Le secret de l'étrangleur permet à Tardi d'offrir bien plus que la simple adaptation de Monsieur Cauchemar de Pierre Siniac. L'idée est venu de son éditrice : Pourquoi ne pas faire plus qu'un album ? Pourquoi ne pas profiter de l'occasion pour
prépublier le récit sous la forme d'un journal, qui, en plus d'un épisode, serait agrémenté d'articles et de chroniques ? L'entourage de l'auteur (Pierre Lebedel, Michel Boujut et Dominique Grange) a donc prêté sa plume pour faire vivre le journal L'étrangleur le temps de 5 numéros mensuels. Outre les 14 premières pages du secret de l'étrangleur, on peut y lire : une chronique cinéma, un article sur la grève des policiers qui sévit et un reportage sur la guerre d'Algérie. L'éditorial tourne évidemment autour du sujet principal et renforce l'ambiance du Paris des années 50/60 si bien rendue par l'auteur. Il agrémentera même l'histoire par des articles mettant en avant les évènements des épisodes précédents. Et il en sera ainsi jusqu'en juillet prochain.
Tardi démontre encore une fois tout son amour pour la ville lumière et les ambiances glauques et délétères des ruelles parisiennes sous le brouillard. Nestor Burma n'est pas loin, il ferait son apparition que le lecteur ne serait pas plus surpris que ça.
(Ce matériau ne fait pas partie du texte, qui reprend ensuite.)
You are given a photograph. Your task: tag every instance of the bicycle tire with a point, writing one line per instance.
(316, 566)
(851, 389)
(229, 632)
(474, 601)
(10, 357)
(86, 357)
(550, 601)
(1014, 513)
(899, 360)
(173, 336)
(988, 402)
La mise en scènes est toujours aussi travaillée, avec une introduction des personnages savoureuse, entre le tragique et le burlesque. On se prend à aimer ce libraire dont on ne connaît ni les antécédents ni le mobile qui le pousse à suivre un acteur qu'il vient de voir sur la scène d'un théâtre. Est-ce un tueur en série, est-ce une vengeance préméditée ? Suite au prochain numéro.
Originalité éditoriale et qualité bédéistique se rejoignent sous la plume de Jacques Tardi et les presses de Casterman. Les curieux vont s'arracher L'étrangleur, les moins impatients attendront sagement le mois d'octobre 2006 pour lire Le secret de l'étrangleur, l'intégral de 70 pages.